Il fait connaissance, en 1914, de deux jeunes écrivains francophones qui viennent d’Egypte et qui se sont installé eux aussi à Triel, sur la Grande Rue, pour terminer dans le calme leur roman, Albert Adès et Albert Josipovici. Personnellement, je suis

arrivée à Mirbeau en étudiant les documents inédits d’Albert Adès, qui a fréquenté et admiré Mirbeau. J’ai acheté en 2009 la maison où Adès a vécu et depuis je cherche à reconstruire son histoire.

En juillet 1914, Adès et Josipovici sont reçus par Mirbeau à Cheverchemont. C’est le début d’une fréquentation qui continue jusqu’en 1916, jusqu’à la mort de Mirbeau pour ce qui concerne Adès, qui ira le voir aussi à Paris. Adès a laissé dans ses notes des récits passionnés et passionnants sur les après-midi passés à Cheverchemont, pendant lesquels Mirbeau parlait en toute liberté avec ses jeunes hôtes, qu’il avait rebaptisés « les Sages », et qu’il submergeait avec le feu d’artifice de ses souvenirs et de ses allocutions tonitruantes sur l’art, la littérature, la nature, la guerre.

Aujourd’hui oubliés, Adès et Josipovici publient leur roman en 1919. Le livre de « Goha le Simple », un récit d’ambiance égyptienne, a donc été écrit à Triel, et a été préfacé par Mirbeau qui a lu le manuscrit et qui était enthousiaste. Goha racontait la vie, des faits vrais et sans fards, affirme-t-il dans la préface. Ça correspond à son idéal de littérature comme il le répétait à Adès et Josipovici pendant leurs rencontres. J’étudie actuellement le manuscrit de Goha le Simple et ses différences par rapport à l’édition : je peux assurer que la manière d’écrire d’Adès et Josipovici a radicalement changé après la rencontre avec Mirbeau. D’une narration encore très lyrique, très chargée d’adjectifs, très romantique, ils sont passé à un style nerveux et épuré, extrêmement efficace dans la présentation des personnages.

Le Livre de « Goha le Simple » connaît, à son époque, un énorme succès : il est traduit en sept langues et arrive à la deuxième place au Prix Goncourt 1919 (après Proust). Il sera adapté pour la scène et représenté à l’Odéon en 1939, et il inspirera un film de Jacques Baratier en 1957, primé au Festival de Cannes.

Mais revenons à Mirbeau triellois. Je vous fais remarquer une chose: Mirbeau ne quittera plus Triel après qu’il s’y soit installé. Il passera ses hivers à Paris, pour plus de confort, surtout pendant les années de la guerre.

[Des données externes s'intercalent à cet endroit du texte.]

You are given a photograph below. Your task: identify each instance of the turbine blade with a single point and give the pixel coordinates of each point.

Mais c’est extraordinaire cette fidélité, après une vie d’errances résidentielles, qui révèlent beaucoup de son inquiétude existentielle (il a habité à Audierne, dans le Finistère, à Kerisper, dans le Morbihan, à Noirmoutier, à Cormeilles-en-Vexin, aux Damps…toujours en revenant à Paris où il avait ses relations dans le milieu de la presse et de la culture). Il reviendra à Triel jusqu’à la fin de sa vie, et sa veuve continuera d’habiter la villa pendant plusieurs années.

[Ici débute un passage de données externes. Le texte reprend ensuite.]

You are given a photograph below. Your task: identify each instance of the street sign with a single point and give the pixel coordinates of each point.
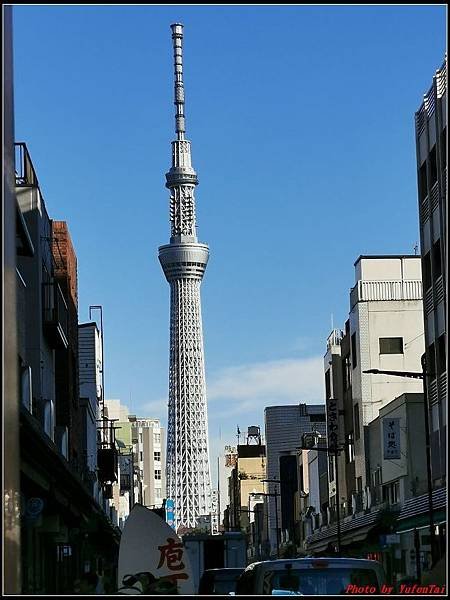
(152, 558)
(170, 513)
(332, 424)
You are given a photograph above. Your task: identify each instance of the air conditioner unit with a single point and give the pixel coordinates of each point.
(26, 392)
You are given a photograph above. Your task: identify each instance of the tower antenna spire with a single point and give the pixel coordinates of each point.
(177, 38)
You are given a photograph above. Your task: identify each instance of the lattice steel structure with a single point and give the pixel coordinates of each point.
(184, 262)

En 2017, Triel a donc choisi de célébrer ce « triellois d’exception » de plusieurs manières, dans l’attente d’accueillir, espérons-le, l’Assemblée Générale de la Société des Amis d’Octave Mirbeau en 2018. Je voudrais ici souligner le travail extraordinaire de la compagnie théâtrale de la ville, les Comédiens de la Tour, car le théâtre c’est la meilleure manière, la plus vivante et immédiate, de valoriser Mirbeau et de le faire (re)découvrir au grand public. Les Comédiens ont mis leur saison 2016-2017 aux couleurs mirbelliennes. Ils ont représenté, en décembre 2016, «Mirbeau fait des siennes », une mosaïque de textes restituant l’univers varié dans lequel le polémiste évoluait, et ont montré que le monde, en cent ans, n’a pas vraiment changé ; en février, pour la journée du centenaire, on a vu les quatre savoureux tableaux de « Farces et moralités », dont j’ai personnellement adoré L’Epidémie, car elle reste d’une brûlante actualité. À ces deux spectacles, j’ajouterai aussi « Dreyfus, l’affaire», que les Comédiens de la Tour ont joué en avril, vu l’implication de Mirbeau dans cet événement-clé de l’histoire française.

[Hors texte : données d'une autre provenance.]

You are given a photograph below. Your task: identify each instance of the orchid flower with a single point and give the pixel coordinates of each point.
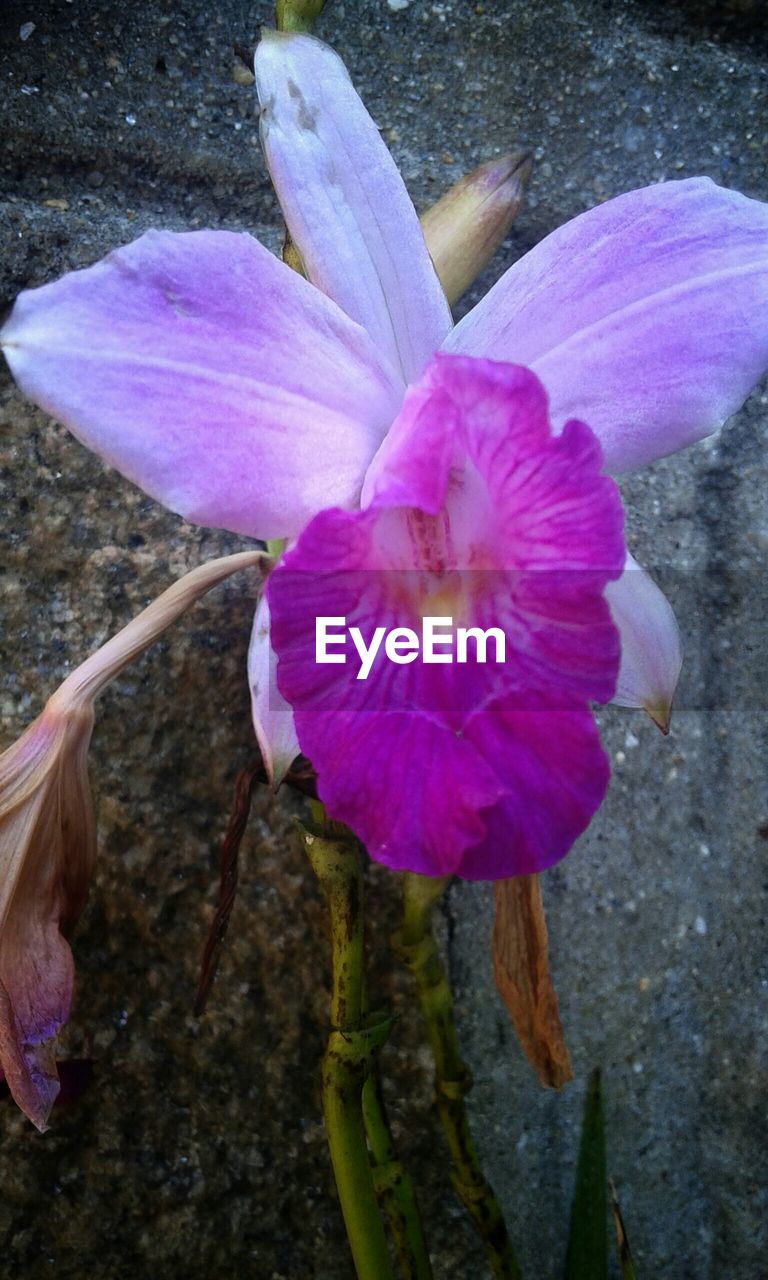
(315, 410)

Ça, c’était pour le théâtre. L’association Triel, Mémoire & Histoire a consacré à Mirbeau une conférence, qui a eu lieu le 11 mars à la salle Grelbin, sur le thème dont je vous parlais avant: les fréquentations entre le jeune écrivain égyptien Albert Adès et le grand Octave Mirbeau au crépuscule de sa vie. Pour Adès, Mirbeau était le Maître qui lui avait fait le don inouï de partager son temps et son savoir. Mais je pense que pour Mirbeau, Adès a été une bouffée d’ambition et d’enthousiasme qui lui a fait revivre sa jeunesse.

Une exposition sur la vie de Mirbeau se prépare, je crois. D’ailleurs une autre ouvrira ses portes à Poissy en octobre prochain, et au Théâtre de Poissy sera mis en scène « Rédemption », oratorio théâtral de l’acteur et réalisateur belge Antoine Juliens.

 

Elena Fornero-Sandrone, extrait d’une intervention, du 8 juin 2017, à Triel-sur-Seine, sur la Péniche « Arche Espérance ».